Thankfully, the Washington state legislature has taken steps to curb these rates by requiring colleges and universities to provide information on the disease to incoming students. Thanks to the Washington Department of Health, administrators can access a webpage full of valuable resources to aid their efforts. As a student at Seattle University, I’m proud that administrators have created resources like the Student Health Center’s meningitis page to educate students and parents. I encourage them, and other colleges and universities, to continue their efforts.
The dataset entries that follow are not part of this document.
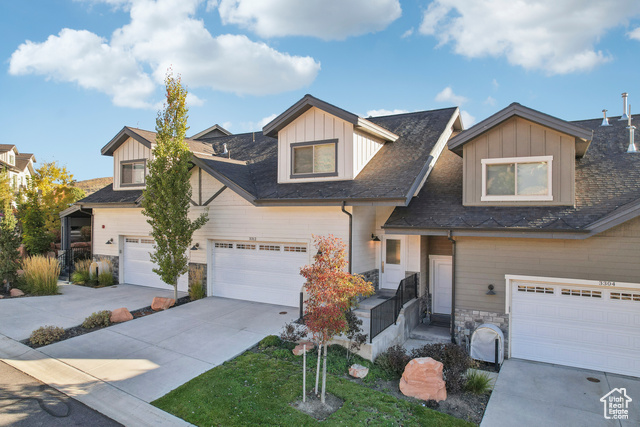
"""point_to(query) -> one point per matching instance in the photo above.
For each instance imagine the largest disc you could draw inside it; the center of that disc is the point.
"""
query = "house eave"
(582, 136)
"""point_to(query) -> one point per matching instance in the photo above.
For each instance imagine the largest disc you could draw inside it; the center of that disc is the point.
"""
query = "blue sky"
(76, 71)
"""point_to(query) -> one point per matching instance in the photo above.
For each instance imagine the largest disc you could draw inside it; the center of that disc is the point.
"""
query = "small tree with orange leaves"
(331, 291)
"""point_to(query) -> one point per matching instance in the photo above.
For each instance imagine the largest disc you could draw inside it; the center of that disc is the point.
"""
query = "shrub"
(46, 335)
(293, 332)
(82, 275)
(98, 319)
(41, 275)
(393, 361)
(478, 382)
(269, 341)
(455, 360)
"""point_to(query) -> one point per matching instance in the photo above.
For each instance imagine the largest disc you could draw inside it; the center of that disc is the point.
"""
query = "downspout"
(453, 286)
(350, 232)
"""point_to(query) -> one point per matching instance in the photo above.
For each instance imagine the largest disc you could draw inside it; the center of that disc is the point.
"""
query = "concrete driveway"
(150, 356)
(541, 394)
(20, 316)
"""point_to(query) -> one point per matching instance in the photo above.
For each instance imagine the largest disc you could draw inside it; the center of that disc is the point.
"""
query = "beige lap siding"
(611, 255)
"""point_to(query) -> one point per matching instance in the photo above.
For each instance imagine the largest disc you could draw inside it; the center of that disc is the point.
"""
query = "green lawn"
(256, 389)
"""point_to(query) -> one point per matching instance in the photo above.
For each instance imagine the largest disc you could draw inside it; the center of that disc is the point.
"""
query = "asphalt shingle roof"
(390, 174)
(607, 178)
(109, 195)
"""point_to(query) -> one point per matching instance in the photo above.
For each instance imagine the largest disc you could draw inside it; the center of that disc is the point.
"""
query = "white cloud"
(162, 34)
(490, 101)
(324, 19)
(383, 112)
(556, 36)
(467, 119)
(86, 59)
(447, 95)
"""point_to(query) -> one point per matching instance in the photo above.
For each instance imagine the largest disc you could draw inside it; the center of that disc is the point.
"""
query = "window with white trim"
(517, 179)
(312, 159)
(132, 172)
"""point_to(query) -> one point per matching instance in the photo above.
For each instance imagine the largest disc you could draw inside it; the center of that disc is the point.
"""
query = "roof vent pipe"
(624, 106)
(632, 129)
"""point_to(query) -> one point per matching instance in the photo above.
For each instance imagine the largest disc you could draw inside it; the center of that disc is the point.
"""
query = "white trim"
(508, 198)
(433, 259)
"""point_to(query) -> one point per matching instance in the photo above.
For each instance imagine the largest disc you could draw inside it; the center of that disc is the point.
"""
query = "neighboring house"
(19, 165)
(544, 214)
(314, 170)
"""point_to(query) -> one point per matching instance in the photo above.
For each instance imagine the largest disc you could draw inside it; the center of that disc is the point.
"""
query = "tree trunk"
(318, 368)
(324, 375)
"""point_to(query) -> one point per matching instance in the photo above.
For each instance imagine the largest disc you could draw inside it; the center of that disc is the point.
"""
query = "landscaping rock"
(120, 315)
(160, 303)
(358, 371)
(299, 350)
(422, 379)
(15, 292)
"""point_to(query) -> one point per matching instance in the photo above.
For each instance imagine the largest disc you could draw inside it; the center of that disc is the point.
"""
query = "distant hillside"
(90, 186)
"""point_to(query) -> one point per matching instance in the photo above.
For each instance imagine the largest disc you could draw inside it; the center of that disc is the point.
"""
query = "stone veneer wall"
(192, 268)
(468, 320)
(372, 276)
(115, 262)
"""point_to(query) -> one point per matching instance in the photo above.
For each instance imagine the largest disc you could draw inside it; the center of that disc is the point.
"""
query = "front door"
(440, 283)
(393, 271)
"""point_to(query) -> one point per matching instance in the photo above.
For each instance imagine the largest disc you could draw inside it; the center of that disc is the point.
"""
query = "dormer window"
(132, 172)
(314, 159)
(517, 179)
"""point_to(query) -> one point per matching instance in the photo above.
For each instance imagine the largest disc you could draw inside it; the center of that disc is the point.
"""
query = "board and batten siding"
(612, 255)
(129, 150)
(518, 137)
(316, 125)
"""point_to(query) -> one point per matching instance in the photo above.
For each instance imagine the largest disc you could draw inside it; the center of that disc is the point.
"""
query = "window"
(517, 178)
(132, 172)
(314, 159)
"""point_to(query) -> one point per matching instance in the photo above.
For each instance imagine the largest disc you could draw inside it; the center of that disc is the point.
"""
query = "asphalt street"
(25, 401)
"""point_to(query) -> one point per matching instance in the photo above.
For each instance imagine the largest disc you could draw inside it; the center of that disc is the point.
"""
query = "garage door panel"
(260, 271)
(591, 328)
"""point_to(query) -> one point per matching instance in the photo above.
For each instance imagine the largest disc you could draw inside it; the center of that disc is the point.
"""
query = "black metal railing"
(68, 258)
(386, 314)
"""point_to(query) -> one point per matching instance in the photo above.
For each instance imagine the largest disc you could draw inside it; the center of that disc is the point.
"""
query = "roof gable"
(582, 136)
(307, 102)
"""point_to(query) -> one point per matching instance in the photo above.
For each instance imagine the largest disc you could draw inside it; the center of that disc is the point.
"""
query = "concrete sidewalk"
(119, 370)
(540, 394)
(21, 316)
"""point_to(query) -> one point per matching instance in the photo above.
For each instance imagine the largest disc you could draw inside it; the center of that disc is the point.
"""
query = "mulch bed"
(76, 331)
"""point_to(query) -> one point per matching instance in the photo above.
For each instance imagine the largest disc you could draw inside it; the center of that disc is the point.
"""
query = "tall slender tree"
(167, 195)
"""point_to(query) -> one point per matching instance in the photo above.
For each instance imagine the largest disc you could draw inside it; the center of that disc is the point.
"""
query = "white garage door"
(263, 272)
(590, 327)
(138, 268)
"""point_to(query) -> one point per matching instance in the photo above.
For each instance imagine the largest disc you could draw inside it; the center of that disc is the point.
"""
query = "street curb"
(91, 391)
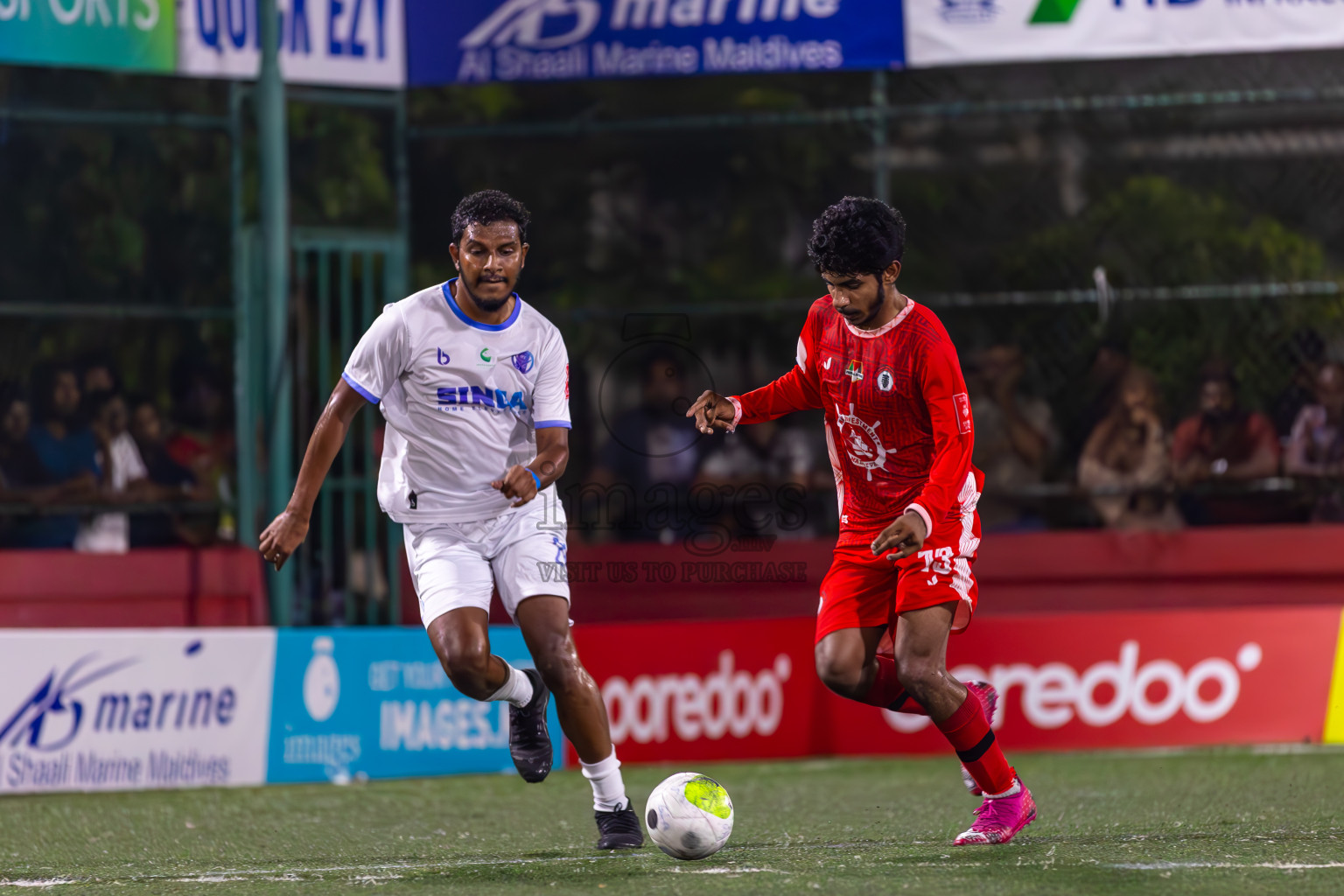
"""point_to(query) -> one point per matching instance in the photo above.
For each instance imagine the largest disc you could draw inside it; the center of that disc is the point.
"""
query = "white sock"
(516, 690)
(608, 785)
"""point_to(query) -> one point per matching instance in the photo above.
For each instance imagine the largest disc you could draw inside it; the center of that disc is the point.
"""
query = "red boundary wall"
(144, 589)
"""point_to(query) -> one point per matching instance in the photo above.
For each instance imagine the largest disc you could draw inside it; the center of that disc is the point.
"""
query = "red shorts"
(862, 590)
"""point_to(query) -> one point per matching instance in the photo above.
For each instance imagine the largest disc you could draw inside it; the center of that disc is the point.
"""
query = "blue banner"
(478, 40)
(375, 702)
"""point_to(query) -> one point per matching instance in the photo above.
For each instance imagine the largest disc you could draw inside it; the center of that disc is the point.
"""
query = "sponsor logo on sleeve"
(962, 403)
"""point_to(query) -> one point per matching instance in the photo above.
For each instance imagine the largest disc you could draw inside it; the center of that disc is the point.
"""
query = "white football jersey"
(463, 402)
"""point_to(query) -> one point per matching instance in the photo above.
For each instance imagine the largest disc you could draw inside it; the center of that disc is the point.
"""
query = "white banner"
(130, 710)
(944, 32)
(347, 43)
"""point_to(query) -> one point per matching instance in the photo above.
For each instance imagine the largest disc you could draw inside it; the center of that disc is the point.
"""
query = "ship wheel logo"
(862, 442)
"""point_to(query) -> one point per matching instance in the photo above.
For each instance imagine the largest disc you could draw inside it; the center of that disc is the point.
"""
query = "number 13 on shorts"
(938, 562)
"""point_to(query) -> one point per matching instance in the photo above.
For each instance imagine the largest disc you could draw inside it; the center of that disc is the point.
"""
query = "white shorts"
(458, 564)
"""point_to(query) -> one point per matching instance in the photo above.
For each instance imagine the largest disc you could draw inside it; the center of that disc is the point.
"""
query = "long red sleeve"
(794, 391)
(953, 434)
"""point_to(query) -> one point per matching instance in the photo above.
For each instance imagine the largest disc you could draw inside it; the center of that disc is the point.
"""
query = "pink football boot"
(999, 818)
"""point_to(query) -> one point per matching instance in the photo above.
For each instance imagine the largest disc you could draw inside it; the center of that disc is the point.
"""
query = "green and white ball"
(689, 816)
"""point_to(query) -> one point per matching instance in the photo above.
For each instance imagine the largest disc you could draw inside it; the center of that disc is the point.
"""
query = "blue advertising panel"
(476, 40)
(375, 702)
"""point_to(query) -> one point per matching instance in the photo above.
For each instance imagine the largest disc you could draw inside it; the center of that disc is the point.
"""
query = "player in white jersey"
(473, 383)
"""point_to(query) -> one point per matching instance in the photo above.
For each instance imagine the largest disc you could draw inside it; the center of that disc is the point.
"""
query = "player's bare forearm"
(288, 531)
(524, 481)
(324, 444)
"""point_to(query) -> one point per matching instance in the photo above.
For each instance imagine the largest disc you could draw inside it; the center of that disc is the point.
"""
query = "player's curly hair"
(858, 235)
(488, 207)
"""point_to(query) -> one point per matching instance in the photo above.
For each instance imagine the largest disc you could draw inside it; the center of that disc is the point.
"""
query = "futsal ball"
(689, 816)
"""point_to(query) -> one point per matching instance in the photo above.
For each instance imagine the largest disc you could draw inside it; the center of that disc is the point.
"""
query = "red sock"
(886, 690)
(968, 732)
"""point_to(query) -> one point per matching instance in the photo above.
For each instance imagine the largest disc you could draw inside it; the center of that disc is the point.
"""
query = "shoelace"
(996, 813)
(620, 821)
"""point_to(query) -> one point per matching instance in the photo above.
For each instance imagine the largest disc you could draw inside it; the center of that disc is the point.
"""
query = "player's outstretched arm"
(288, 531)
(711, 411)
(521, 484)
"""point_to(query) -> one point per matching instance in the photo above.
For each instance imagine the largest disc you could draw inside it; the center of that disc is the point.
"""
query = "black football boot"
(528, 740)
(619, 830)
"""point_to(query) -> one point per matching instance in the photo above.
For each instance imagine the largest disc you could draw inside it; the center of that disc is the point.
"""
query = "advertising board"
(376, 703)
(476, 40)
(351, 43)
(949, 32)
(95, 34)
(128, 710)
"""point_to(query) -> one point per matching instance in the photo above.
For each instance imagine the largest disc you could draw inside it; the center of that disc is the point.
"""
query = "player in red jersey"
(900, 433)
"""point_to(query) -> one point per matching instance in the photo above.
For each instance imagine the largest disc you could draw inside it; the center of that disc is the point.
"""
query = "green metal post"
(245, 374)
(324, 369)
(880, 164)
(275, 226)
(347, 456)
(366, 263)
(396, 276)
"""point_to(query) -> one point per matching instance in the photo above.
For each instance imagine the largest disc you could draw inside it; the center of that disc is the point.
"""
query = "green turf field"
(1216, 822)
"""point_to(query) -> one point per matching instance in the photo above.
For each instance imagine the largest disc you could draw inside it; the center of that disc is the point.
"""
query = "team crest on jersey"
(860, 441)
(524, 361)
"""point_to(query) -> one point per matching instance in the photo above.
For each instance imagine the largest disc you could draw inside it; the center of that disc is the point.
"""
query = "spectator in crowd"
(65, 449)
(1225, 444)
(1223, 441)
(125, 477)
(1015, 436)
(1301, 354)
(1125, 458)
(1316, 444)
(22, 474)
(170, 477)
(652, 452)
(1095, 396)
(203, 439)
(769, 471)
(97, 375)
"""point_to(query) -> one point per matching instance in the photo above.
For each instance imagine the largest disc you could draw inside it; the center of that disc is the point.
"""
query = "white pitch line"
(388, 872)
(1236, 865)
(52, 881)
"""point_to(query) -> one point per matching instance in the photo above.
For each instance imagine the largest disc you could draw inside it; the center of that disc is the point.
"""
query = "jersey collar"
(461, 315)
(889, 326)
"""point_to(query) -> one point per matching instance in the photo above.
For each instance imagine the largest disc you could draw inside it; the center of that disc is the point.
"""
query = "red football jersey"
(898, 419)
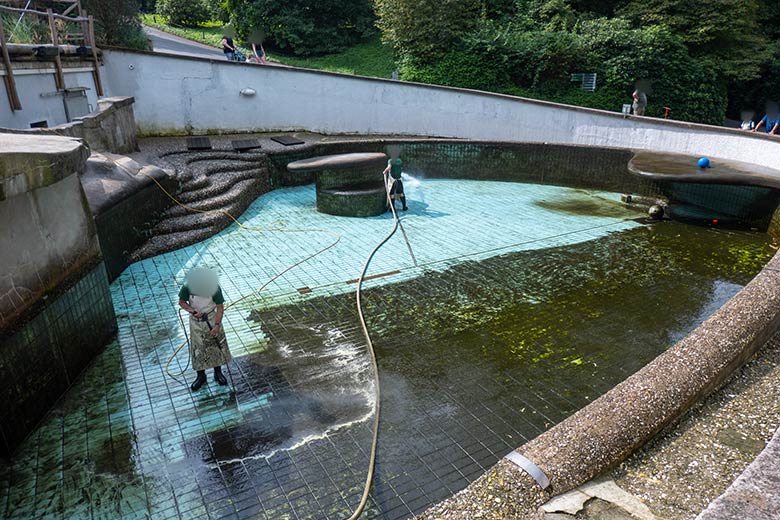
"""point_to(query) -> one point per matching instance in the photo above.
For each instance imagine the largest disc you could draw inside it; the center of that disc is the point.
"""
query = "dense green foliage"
(699, 56)
(426, 28)
(188, 13)
(304, 27)
(116, 23)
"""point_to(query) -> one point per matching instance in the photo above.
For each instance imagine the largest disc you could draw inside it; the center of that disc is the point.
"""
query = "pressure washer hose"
(370, 344)
(372, 459)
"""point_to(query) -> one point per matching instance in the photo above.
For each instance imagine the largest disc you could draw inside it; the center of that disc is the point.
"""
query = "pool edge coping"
(596, 439)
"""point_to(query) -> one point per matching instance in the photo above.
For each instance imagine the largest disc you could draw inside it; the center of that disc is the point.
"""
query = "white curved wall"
(176, 93)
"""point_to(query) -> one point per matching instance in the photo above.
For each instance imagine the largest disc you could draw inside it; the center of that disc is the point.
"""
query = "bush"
(116, 23)
(539, 64)
(302, 27)
(426, 30)
(189, 13)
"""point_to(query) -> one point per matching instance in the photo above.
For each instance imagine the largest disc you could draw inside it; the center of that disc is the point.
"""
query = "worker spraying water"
(202, 297)
(394, 168)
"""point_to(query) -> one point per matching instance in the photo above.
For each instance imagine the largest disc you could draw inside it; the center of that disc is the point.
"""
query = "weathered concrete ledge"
(344, 161)
(111, 128)
(29, 162)
(605, 432)
(667, 167)
(755, 494)
(55, 303)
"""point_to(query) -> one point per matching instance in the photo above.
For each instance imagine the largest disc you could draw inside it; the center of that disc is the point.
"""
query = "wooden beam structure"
(65, 8)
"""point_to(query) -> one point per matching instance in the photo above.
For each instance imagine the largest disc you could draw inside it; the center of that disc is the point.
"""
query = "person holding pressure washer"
(201, 296)
(394, 167)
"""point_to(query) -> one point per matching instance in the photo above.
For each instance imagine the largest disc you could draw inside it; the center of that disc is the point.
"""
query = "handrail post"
(98, 82)
(10, 82)
(59, 78)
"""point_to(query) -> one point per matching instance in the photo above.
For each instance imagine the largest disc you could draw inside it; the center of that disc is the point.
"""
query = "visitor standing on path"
(771, 119)
(257, 38)
(228, 48)
(201, 296)
(640, 101)
(259, 58)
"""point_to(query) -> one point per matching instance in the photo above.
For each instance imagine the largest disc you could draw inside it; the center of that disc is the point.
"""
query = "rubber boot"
(198, 381)
(219, 377)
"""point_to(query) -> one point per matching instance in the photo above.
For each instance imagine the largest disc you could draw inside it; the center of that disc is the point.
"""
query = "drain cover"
(244, 145)
(287, 140)
(198, 143)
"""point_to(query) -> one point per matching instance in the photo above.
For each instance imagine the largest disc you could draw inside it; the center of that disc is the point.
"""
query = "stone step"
(169, 242)
(219, 184)
(234, 192)
(196, 220)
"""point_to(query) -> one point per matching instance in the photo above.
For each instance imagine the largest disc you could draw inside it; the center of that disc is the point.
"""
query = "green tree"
(116, 23)
(305, 27)
(189, 13)
(726, 32)
(425, 30)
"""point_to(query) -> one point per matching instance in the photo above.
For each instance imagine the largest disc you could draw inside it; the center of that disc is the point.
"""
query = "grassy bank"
(365, 59)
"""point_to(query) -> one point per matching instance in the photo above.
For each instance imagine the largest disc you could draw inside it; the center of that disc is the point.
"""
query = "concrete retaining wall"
(55, 304)
(110, 128)
(38, 94)
(178, 94)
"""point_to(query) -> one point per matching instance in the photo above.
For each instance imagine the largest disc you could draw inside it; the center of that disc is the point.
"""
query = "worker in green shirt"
(201, 296)
(394, 166)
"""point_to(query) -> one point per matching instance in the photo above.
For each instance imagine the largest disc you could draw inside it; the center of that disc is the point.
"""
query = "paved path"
(165, 42)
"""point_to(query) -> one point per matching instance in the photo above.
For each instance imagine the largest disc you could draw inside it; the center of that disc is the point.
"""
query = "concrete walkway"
(683, 472)
(165, 42)
(755, 494)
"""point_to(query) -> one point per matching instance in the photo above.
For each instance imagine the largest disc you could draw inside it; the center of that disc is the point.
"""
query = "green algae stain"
(584, 204)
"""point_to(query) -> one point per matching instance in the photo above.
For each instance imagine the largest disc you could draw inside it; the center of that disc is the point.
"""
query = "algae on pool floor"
(477, 353)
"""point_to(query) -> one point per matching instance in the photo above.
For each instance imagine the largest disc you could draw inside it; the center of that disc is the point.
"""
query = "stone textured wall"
(45, 354)
(55, 306)
(111, 128)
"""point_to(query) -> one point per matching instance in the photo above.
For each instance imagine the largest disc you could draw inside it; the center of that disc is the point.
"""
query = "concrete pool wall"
(183, 95)
(55, 307)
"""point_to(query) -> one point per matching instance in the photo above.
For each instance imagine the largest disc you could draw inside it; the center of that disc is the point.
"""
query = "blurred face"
(202, 281)
(772, 109)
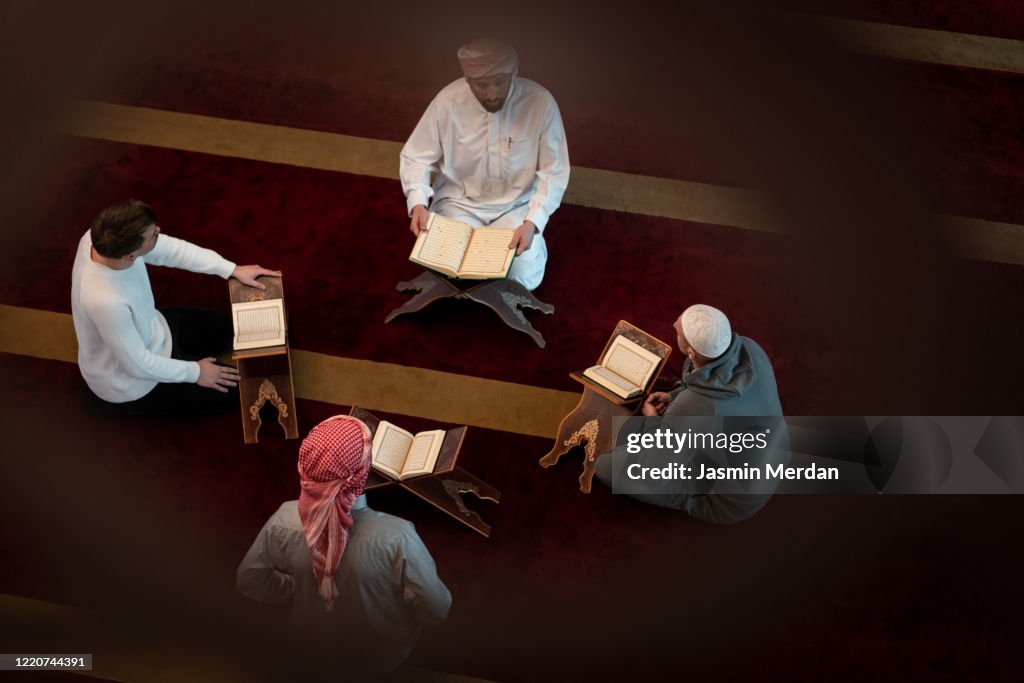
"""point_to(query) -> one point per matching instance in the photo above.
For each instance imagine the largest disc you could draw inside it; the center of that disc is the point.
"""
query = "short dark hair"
(120, 228)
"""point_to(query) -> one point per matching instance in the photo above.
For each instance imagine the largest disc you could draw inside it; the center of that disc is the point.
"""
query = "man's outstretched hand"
(655, 403)
(522, 238)
(216, 377)
(419, 219)
(247, 274)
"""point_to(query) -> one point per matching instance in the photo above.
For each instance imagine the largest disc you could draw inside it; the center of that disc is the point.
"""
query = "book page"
(612, 382)
(443, 245)
(424, 445)
(608, 376)
(630, 360)
(390, 449)
(257, 322)
(488, 254)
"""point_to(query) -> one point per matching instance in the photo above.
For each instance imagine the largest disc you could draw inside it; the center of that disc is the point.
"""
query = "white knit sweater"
(124, 344)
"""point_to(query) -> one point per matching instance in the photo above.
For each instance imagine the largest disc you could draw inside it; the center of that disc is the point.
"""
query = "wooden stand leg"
(429, 288)
(590, 424)
(279, 395)
(444, 492)
(508, 298)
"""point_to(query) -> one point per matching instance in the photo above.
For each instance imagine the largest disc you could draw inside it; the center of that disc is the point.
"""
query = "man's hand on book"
(216, 377)
(655, 403)
(522, 238)
(247, 274)
(419, 222)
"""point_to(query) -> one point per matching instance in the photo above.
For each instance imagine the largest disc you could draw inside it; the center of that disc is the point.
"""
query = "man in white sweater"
(133, 357)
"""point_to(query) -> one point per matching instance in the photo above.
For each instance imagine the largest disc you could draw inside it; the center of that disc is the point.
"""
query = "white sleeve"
(258, 578)
(180, 254)
(419, 159)
(552, 171)
(424, 591)
(117, 328)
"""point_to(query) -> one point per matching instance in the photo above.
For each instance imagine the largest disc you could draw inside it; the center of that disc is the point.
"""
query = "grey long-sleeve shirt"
(387, 581)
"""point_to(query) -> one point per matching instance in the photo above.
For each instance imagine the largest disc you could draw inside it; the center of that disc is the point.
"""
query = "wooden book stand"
(265, 373)
(443, 486)
(506, 297)
(590, 421)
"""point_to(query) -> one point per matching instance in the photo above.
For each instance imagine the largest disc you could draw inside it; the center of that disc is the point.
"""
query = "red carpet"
(632, 115)
(579, 587)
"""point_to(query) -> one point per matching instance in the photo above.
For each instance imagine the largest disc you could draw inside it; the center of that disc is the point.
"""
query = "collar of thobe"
(512, 93)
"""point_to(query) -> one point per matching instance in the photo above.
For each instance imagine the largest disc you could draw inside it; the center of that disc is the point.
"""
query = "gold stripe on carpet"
(379, 386)
(591, 187)
(943, 47)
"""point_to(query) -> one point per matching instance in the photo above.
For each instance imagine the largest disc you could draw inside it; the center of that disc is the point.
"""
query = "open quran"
(626, 368)
(258, 324)
(458, 250)
(400, 455)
There wasn’t a vaccination for meningitis B when I contracted it, but thankfully there were drugs and remarkable medical providers that prevented the disease from taking my life. The disease, however, irreparably affected my body – resulting in below-the-knee amputations of both of my legs and kidney failure. Today, prosthetics and a wheelchair enable my mobility. In addition, I received kidney transplants in 2006 and 2016 that have sustained my health.
Fortunately, there are two widely-available vaccines that can protect against every strain of meningitis today. Here on campus however, I see firsthand that not everyone is even aware of the threat of men B nor the vaccine that can prevent it. For a disease that spreads so easily through coughs, sneezes and saliva – especially within the dorms – it’s imperative that students educate themselves and understand the options available to keep them safe.
Today I’m majoring in biology and am on the path to become a physician assistant. My dream is to someday work in a transplant clinic so I can serve people going through what I’ve gone through. In addition, my experiences as a disabled woman have inspired me to advocate for people within the disabled community: this year, I will serve as the vice president of the Seattle U Students for Disability Justice organization.
I wait desperately for the day that no one dies from this preventable disease. Until then, I plan to raise awareness about meningitis and encourage everyone to consider vaccinating against this deadly threat.